The UAFP, UDOH, and our coalition partners are working on educating payers, lawmakers, and advocates on the benefits and long-term cost savings associated with increased primary care spend.
Working together to bring more resources to the kind of care family physicians deliver and to join this national movement to advance health, prevention and team-based care is our goal.
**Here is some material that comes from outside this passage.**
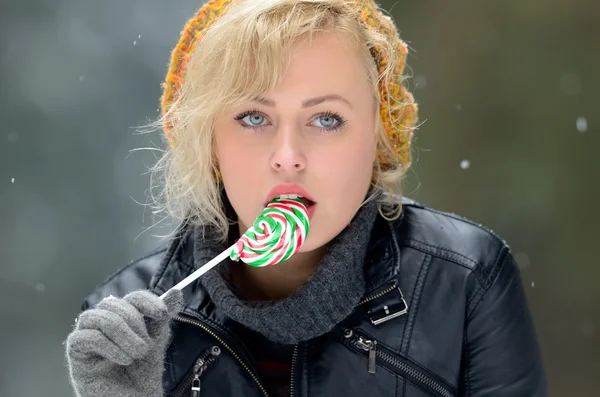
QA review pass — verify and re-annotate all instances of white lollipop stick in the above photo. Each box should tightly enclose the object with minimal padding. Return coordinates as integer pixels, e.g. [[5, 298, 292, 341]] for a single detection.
[[160, 244, 235, 299]]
Dr. Chappell and his team at Wayne Community Health Center will continue to invest in the highest quality staff to deliver the right care to their patients. Higher payments mean his staff can continue to expand services like coordination of care for patients with Opioid Use Disorder and recalls for everyone in the practice that needs immunizations or patient-centered diabetes care. Utah is positioned to take the next step. The best patient care possible is always the goal: increased primary care spending to support team-based advanced practice medical homes, we will lower total cost of care while also achieving better personal and public health.
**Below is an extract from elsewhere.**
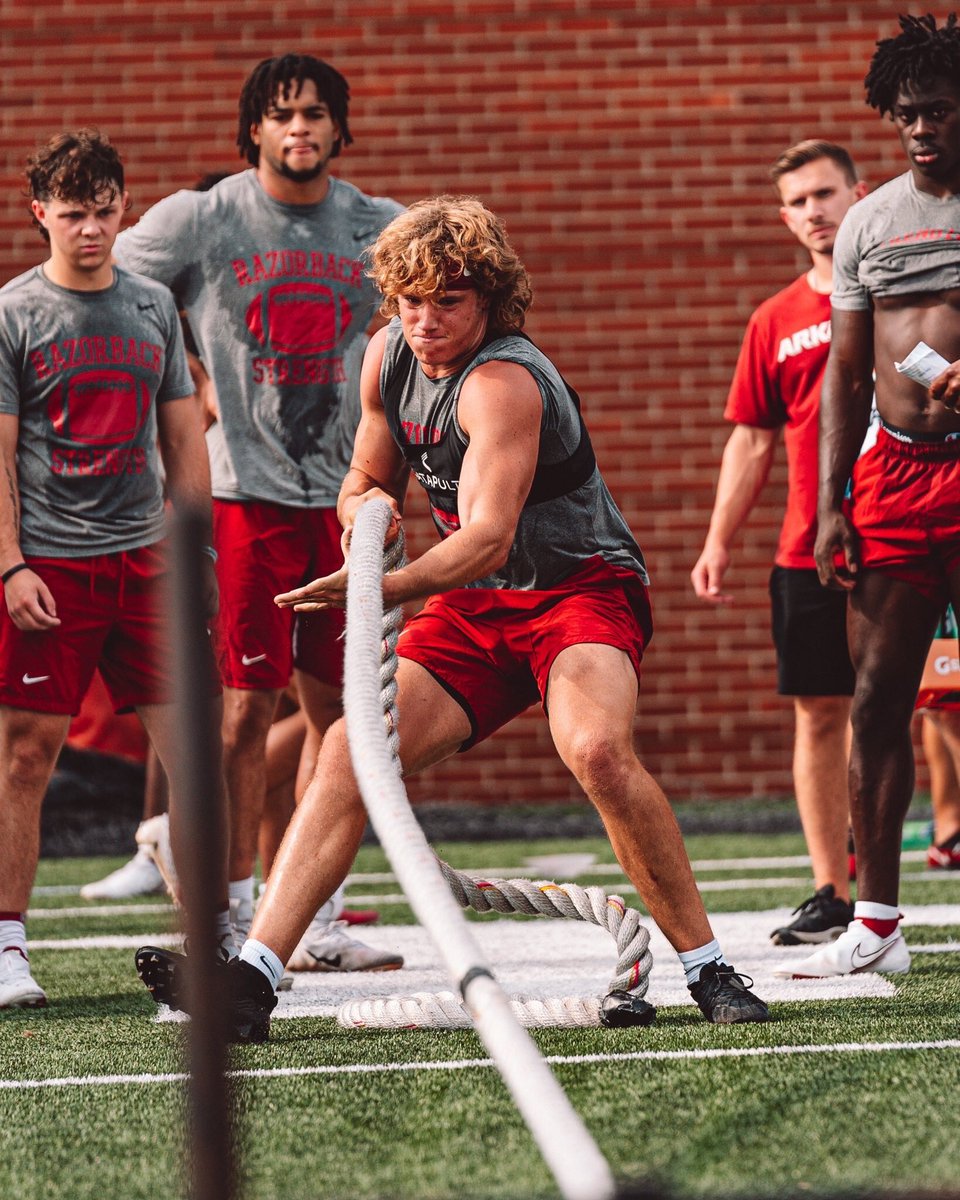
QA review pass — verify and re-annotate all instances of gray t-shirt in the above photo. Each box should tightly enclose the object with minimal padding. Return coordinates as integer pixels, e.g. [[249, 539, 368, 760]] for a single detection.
[[830, 172, 960, 312], [0, 266, 193, 558], [115, 170, 402, 508], [380, 318, 649, 590]]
For more information, visit our website at: utahafp.org/investinprimarycare.
References
- American Academy of Family Physicians (AAFP). (2021). The Importance of Primary Care.
- Block, R. (2021). Rhode Island’s Updated Affordability Standards Support Behavioral Health and Alternative Payment Models. The Milbank Quarterly.
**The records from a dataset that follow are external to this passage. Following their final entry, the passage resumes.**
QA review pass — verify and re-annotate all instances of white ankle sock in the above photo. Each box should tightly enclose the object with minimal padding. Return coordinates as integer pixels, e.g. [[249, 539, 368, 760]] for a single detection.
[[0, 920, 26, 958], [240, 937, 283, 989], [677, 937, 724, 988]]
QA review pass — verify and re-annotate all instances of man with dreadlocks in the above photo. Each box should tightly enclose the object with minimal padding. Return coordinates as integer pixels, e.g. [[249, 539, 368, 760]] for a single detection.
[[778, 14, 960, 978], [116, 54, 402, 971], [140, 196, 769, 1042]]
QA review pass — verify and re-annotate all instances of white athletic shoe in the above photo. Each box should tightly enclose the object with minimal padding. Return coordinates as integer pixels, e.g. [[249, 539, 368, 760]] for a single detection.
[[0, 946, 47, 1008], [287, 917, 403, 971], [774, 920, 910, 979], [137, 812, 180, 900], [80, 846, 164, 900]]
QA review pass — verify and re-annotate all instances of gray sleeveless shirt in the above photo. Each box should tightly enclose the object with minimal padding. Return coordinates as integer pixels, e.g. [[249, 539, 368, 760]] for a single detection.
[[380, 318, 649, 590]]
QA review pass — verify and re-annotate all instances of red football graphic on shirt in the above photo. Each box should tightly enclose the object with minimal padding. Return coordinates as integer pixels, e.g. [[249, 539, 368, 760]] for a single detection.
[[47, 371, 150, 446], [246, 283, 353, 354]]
- Jabbarpour, Y., Greiner, A., Jetty, A., Coffman, M., Jose, C., Petterson, S., . . . Neumann Kane, A. (2019). Investing in Primary Care; A State-Level Analysis. Patient-Centered Primary Care Collaborative and Robert Graham Center.
- McCauley, L., Meisnere, M., Robinson, S. K., & Phillips, Jr., R. L. (2021). Implementing High-Quality Primary Care Rebuilding the Foundation of Health Care. Washington, DC: The National Academies Press.
- Public Health Indicater Based Information System (IBIS). (2020). PHOM Indicator Profile of Prediabetes.
- Summers, L. (2019). Staying Ahead of the Curve: Utah’s Future Health Care Needs. Salt Lake City: Kem C. Gardner Policy Institute.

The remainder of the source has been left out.